À ce poste, Jean Emmanuel Ouédraogo est également porte-parole du gouvernement, une double casquette qui le place au centre des arbitrages entre action publique et mise en mots de cette action. Être porte-parole dans une période de tension revient à devenir, de fait, l’un des visages les plus exposés de l’exécutif : celui qui annonce, justifie, répond, recadre, et parfois se tait lorsque le pouvoir choisit le silence.
Certaines décisions prises pendant son passage à la Communication ont eu une forte portée symbolique.

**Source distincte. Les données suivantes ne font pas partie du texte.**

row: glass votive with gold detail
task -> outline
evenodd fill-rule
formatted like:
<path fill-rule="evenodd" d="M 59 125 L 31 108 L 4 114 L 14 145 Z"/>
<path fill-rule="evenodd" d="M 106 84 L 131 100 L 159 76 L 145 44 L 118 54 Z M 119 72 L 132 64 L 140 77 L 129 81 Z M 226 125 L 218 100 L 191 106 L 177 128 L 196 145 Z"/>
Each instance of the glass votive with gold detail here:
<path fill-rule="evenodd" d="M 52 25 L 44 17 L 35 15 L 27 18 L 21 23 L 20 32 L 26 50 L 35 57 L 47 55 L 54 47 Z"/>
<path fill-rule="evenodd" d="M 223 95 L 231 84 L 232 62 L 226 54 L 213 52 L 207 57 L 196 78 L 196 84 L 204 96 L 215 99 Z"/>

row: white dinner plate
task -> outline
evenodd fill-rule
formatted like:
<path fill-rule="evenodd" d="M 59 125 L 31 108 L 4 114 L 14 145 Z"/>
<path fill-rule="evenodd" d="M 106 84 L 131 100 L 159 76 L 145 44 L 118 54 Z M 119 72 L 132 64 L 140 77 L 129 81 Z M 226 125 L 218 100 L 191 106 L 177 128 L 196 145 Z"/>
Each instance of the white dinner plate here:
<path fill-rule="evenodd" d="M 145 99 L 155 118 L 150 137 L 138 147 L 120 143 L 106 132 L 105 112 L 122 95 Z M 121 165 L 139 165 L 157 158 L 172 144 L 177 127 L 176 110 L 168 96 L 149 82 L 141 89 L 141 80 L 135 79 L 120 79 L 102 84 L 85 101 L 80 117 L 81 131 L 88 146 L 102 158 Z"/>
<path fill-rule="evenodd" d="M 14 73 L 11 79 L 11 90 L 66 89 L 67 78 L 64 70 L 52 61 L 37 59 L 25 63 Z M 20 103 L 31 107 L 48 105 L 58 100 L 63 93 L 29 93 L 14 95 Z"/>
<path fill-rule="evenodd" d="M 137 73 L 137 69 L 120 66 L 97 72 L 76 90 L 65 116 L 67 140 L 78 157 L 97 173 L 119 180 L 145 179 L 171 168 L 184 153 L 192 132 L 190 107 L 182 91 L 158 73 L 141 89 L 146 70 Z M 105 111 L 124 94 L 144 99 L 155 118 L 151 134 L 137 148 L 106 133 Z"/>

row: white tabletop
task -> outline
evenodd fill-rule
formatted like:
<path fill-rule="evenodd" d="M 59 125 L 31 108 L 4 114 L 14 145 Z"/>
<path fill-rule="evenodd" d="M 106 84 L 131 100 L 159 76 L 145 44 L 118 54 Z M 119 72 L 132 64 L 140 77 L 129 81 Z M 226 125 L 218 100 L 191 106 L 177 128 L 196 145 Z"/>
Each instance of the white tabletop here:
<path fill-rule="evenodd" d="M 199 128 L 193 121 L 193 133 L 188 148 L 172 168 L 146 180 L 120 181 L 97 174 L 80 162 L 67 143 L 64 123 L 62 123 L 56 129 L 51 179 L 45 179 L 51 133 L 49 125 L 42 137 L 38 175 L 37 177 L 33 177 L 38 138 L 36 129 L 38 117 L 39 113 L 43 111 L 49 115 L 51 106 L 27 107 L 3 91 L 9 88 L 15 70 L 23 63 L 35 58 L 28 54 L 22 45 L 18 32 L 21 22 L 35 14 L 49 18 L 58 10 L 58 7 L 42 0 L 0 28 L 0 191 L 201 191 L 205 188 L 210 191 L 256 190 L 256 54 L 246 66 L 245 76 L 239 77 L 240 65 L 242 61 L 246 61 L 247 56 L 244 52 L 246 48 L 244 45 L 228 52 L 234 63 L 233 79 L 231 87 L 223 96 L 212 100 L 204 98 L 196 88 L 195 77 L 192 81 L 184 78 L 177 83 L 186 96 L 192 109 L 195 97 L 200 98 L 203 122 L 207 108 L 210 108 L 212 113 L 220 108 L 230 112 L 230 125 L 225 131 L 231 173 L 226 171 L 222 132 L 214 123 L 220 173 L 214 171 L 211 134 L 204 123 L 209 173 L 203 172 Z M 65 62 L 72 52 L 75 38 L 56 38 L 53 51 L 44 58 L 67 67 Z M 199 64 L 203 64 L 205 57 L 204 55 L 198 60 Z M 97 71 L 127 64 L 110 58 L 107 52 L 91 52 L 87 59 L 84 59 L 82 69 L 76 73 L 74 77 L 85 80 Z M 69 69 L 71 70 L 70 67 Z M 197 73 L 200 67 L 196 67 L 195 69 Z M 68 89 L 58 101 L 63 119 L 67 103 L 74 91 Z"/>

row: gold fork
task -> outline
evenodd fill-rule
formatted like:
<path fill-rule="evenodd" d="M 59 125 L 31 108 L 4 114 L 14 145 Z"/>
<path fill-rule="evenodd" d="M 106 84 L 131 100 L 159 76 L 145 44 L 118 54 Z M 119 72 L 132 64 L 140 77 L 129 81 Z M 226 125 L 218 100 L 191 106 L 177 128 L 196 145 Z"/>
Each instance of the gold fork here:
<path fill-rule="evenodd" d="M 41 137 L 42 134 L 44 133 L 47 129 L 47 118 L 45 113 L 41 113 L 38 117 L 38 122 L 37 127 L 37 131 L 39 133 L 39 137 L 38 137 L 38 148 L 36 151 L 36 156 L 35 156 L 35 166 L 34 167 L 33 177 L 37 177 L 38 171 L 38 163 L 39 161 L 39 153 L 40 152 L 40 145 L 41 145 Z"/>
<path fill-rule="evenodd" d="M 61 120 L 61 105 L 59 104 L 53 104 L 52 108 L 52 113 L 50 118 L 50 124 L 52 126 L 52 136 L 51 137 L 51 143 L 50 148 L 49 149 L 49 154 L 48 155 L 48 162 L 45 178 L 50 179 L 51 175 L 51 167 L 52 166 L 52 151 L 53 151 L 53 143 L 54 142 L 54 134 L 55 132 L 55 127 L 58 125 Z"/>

Des notices biographiques rappellent par exemple la suspension de Radio France internationale (RFI) au Burkina Faso en 2022, un épisode qui s’inscrit dans un rapport plus conflictuel entre l’État burkinabè et une partie des médias internationaux.
Au-delà de cet exemple, l’exercice de la Communication en transition se caractérise par une tension permanente : préserver une cohésion nationale, maintenir la confiance dans l’État, et gérer les effets d’annonce, tout en faisant face aux critiques portant sur le pluralisme médiatique et l’espace accordé aux voix discordantes. Plusieurs analyses de presse ont décrit une période de durcissement du climat médiatique, avec des mesures visant des organes de presse, et un débat public sous pression.
Sur le plan strictement politique, ces années au ministère ont consolidé son positionnement : celui d’un exécutant loyal et d’un technicien de la parole gouvernementale, jugé capable d’absorber les tempêtes médiatiques et d’assurer la continuité du discours officiel. C’est dans cette fonction, à la fois technique et éminemment politique, que se façonne l’image d’un homme de confiance du cercle présidentiel.
De porte-parole à Premier ministre : la nomination du 7 décembre 2024
Le 7 décembre 2024 marque un basculement : Rimtalba Jean Emmanuel Ouédraogo est nommé Premier ministre, chef du gouvernement du Burkina Faso. Il succède à Apollinaire Joachim Kyélem de Tambèla, qui occupait la primature depuis 2022. L’annonce est rendue publique par voie officielle, dans un format correspondant aux usages institutionnels de la transition.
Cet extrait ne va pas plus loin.